III. Les infidèles se convertiront au Christ et à sa foi; IV. Toutes ces choses s'accompliront sous peu;

V. L'excommunication prononcée par Notre Saint Père le Pape contre le frère Jérôme est nulle et de nul effet;

VI. Nul ne pèche en ne l'observant pas.

Cette fois, le syllogisme (il y en avait des exemples : sous l'abbé saint Jean Gualbert, à Vallombreuse, un moine était passé par le feu), — le syllogisme fut remplacé par le bûcher. Celui des deux adversaires, franciscain ou dominicain, - qui le traverserait sain et sauf, prouverait ainsi la fausseté ou la vérité des six thèses.

On sait l'aventure. Savonarole avait refusé de subir l'épreuve à lui proposée par le frère Francesco di Puglia, et que le peuple réclamait avec instance; si bien que Jérôme fut remplacé par le père Domenico Buonvicini da Pescia, l'un de ses moines, et Francesco di Puglia par le frère Andrea Rondinelli, religieux convers de l'ordre des Mineurs Observantins. Un orage coupa court fort à propos à ce duel.

On croit rêver quand on se représente l'état mental d'une population, sinon tout entière convaincue de la possibilité du prodige, du moins dans sa majorité assez disposée à l'admettre pour suivre avec curiosité les phases de cette extravagance sérieusement présidée par

les pouvoirs officiels.
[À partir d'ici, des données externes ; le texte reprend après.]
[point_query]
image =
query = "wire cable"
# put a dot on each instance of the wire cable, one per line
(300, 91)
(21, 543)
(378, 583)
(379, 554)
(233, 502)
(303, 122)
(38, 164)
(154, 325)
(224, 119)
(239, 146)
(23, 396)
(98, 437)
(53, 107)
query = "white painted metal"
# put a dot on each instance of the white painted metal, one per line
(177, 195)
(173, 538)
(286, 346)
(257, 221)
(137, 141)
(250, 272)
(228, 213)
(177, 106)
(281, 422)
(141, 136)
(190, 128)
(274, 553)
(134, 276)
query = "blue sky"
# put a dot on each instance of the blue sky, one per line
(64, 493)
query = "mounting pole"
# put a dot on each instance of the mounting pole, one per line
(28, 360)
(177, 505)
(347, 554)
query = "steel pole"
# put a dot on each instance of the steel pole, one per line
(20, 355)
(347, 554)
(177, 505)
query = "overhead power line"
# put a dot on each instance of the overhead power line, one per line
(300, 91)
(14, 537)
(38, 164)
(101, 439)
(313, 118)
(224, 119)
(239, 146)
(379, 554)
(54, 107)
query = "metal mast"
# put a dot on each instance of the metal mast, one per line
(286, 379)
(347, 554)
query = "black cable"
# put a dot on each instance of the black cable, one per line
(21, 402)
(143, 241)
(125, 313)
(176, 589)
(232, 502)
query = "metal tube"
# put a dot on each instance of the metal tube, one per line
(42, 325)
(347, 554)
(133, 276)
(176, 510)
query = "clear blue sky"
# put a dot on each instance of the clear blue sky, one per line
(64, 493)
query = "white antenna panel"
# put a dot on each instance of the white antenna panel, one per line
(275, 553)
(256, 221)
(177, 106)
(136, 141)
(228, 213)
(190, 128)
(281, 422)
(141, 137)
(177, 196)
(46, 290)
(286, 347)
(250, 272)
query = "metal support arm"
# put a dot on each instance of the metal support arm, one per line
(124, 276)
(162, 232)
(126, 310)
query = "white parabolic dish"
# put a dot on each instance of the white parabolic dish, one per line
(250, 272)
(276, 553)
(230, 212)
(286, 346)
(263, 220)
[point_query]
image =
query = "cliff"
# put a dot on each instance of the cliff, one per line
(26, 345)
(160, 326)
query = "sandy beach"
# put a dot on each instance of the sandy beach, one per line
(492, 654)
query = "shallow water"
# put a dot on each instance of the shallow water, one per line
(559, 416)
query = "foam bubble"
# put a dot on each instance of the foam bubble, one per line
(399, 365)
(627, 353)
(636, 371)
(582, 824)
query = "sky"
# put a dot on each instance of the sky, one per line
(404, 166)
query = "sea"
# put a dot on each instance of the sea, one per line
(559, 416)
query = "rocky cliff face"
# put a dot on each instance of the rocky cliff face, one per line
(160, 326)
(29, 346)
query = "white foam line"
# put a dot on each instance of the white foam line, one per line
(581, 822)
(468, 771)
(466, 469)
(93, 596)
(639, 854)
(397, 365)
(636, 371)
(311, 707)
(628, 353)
Cette triste équipée, où la notion du surnaturel, si longtemps prépondérante, était prise en défaut en face d'une société déjà par tant de côtés sceptique, n'annonçait pas seulement le supplice prochain du prophète (23 mai 1498) elle marquait la fin d'un monde d'illusions et de crédulités.

Le génie théologique éprouvait un double échec : dans la doctrine d'abord, puis dans l'autorité morale de ses organes, des moines surtout. Si la foi superstitieuse au dogme subsiste, bien que diminuée, l'insuccès du réformateur, ses faiblesses, succédant à ses hautes prétentions, rejailliront sur le prestige du froc. D'une part, il accroissait la haine ou le mépris du prêtre, qui s'accorde si naturellement avec la croyance vulgaire ; de l'autre, il développait dans l'élite intellectuelle l'esprit de critique et d'émancipation.

Le jeune Machiavel débutait alors même dans la politique, comme secrétaire du chancelier de la Seigneurie, Marcello Virgilio. Il étudiait la crise, jugeait les hommes, d'une humeur déjà très dégagée. On a de lui une curieuse lettre sur ces évènements, adressée à Rome à un prêtre.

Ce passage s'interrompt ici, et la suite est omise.